One of Utah's most notorious serial rapists is expected to be released a week from today.

Officials with the Federal Bureau of Prisons confirmed to the Deseret Morning News that Bob Lee Boog Jr., known as the Capitol Hill Rapist, will be released from a federal facility outside of Denver on Aug. 8.

State prison officials say they plan to place Boog, 51, in a state-run halfway house for sex offenders, where Boog will be allowed out in the community during the daytime to find employment but will not be allowed out at night. Prison spokesman Jack Ford said parole officers also plan to check on Boog at his place of employment to keep tabs on him.

Boog has been serving a four-year sentence on a drug-related federal parole violation after admitting to selling cocaine to an undercover agent in 1987. The federal sentence came after Boog served 16 years in state prison for stalking and raping at least a dozen women between 1986 and 1987.

News of Boog's release came last May when Boog was expected to be released to a federal halfway house in Salt Lake City. However, due to the high-profile nature of his crimes, the halfway house would not take him, and Boog was placed in the Davis County Jail. Ford said Boog's high profile prompted jail officials to hand him back over to federal prison officials, who relocated Boog to the Englewood facility in Littleton, Colo., where he is being held until next week.

"After August 8th, we're finished with him, so we don't have any say as to what to do with him," said Darrel Cash with the Federal Bureau of Prisons office in Salt Lake City.

Ford said state prison guards will take Boog into custody in Colorado and bring him back to Utah. Boog will likely be placed in a halfway house in Salt Lake City

Although the law allows for Boog to be placed on intensive supervised parole for a maximum of 10 years, Boog's parole could end sooner. That, Ford said, will be up to the Utah Board of Pardons.

According to the parole conditions set by the board in November 2003, Boog will undergo a 30-day orientation and will be required to complete a sex-offender treatment program. Boog will be directed to find employment and pay the state for his food and lodging at the halfway house and obey a curfew.
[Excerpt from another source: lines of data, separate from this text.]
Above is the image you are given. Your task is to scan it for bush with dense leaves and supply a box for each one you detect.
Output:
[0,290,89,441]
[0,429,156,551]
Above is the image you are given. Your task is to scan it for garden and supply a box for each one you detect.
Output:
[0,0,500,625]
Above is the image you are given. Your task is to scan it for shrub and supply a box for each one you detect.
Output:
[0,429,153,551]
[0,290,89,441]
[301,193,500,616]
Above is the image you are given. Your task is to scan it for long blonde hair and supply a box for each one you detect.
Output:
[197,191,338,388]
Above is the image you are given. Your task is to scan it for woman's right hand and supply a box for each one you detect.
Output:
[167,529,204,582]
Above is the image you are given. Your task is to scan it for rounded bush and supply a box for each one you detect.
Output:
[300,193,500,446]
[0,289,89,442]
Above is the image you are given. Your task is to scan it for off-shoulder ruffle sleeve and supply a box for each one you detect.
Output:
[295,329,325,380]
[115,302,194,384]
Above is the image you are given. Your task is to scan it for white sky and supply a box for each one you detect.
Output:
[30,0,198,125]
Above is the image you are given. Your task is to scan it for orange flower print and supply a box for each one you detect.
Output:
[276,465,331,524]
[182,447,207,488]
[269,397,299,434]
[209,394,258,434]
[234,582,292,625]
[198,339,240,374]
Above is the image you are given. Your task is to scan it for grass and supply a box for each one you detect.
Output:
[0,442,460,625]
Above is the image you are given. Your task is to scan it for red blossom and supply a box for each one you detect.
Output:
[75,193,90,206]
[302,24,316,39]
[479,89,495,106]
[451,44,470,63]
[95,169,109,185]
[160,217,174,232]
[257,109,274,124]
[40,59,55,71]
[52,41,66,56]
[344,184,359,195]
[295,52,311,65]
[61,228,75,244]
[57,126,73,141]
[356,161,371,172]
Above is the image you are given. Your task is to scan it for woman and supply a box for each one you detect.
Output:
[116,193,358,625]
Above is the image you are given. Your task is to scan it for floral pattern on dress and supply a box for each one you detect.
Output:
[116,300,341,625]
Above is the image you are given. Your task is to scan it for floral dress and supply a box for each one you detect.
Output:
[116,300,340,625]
The board has also ordered that Boog not leave the state and he must receive special permission to leave Salt Lake County. He is not allowed to be in places where alcohol is served and must be drug- and alcohol-free.

Boog is one of Utah's most violent rapists. In 1998, he pleaded guilty to one count of aggravated sexual assault and was sentenced to serve 10 to 99 years in state prison. Citing evidence of "complete acceptance of responsibility" and some level of "remorse and apparent motivation to rehabilitate," the board of pardons granted Boog prison release in a May 2001 decision. During his time in state prison, Boog did receive sex offender treatment.
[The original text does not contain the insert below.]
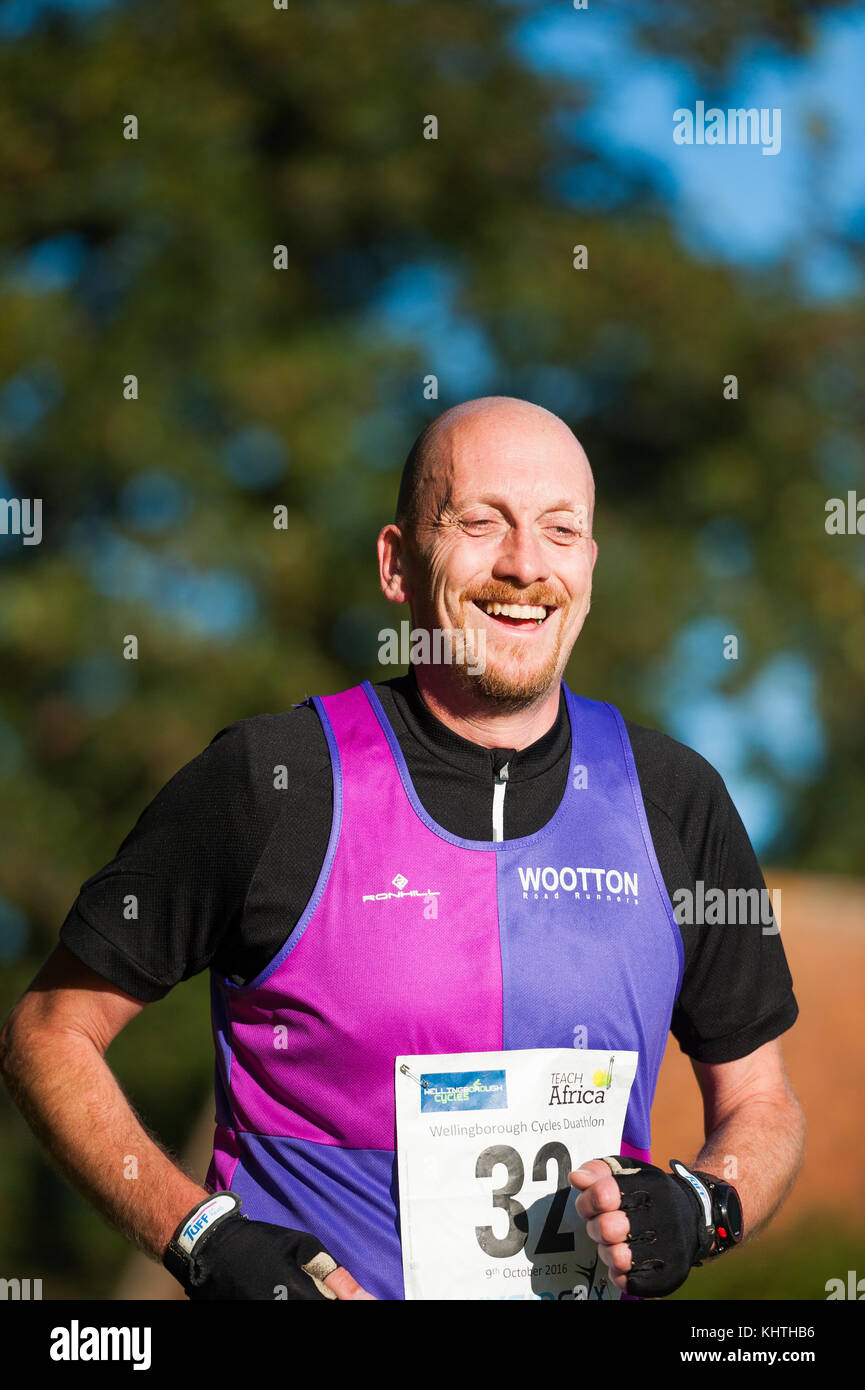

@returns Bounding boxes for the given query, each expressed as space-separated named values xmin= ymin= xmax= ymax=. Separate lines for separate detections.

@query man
xmin=3 ymin=398 xmax=802 ymax=1298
Prosecutors said Boog earned his title by preying on women in the Capitol Hill area matching a certain physical profile. Once fixated, Boog would stalk a woman to find out her marital status, go through her mail and memorize the layout of her home.
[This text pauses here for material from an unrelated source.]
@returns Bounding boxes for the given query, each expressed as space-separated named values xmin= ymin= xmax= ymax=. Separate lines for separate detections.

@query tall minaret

Before an attack, Boog would cut the phone lines and often enter a residence wearing a mask, yellow latex gloves and crotchless pants. He would then show a knife and call his victim by name.

During an attack on Halloween eve in 1987, Boog attacked a woman by jumping from behind a shower curtain with a butcher knife. Police have always believed Boog attacked more women than the 12 identified.

Ford said ultimately the goal will be to return Boog into society as a productive crime-free citizen. Boog will eventually be allowed to live on his own, but parole officers will still conduct random house visits, random drug tests and house searches, which may include a software search of his computer for any evidence of pornography. Boog has been ordered not to view any material that is sexually provocative. These restrictions could go on for three years.

Ford said parole officers will file reports to the board every quarter and that the board could change Boog's parole conditions depending on his behavior.

Even after his parole, as a registered sex offender, Boog must renew his driver's license each year and update his residential address, which is kept in a state database accessible to the public via the Internet.

Victims coordinators plan to inform a limited number of victims about his release. Ford said any victims can still write to the Board of Pardons expressing any concerns they may have.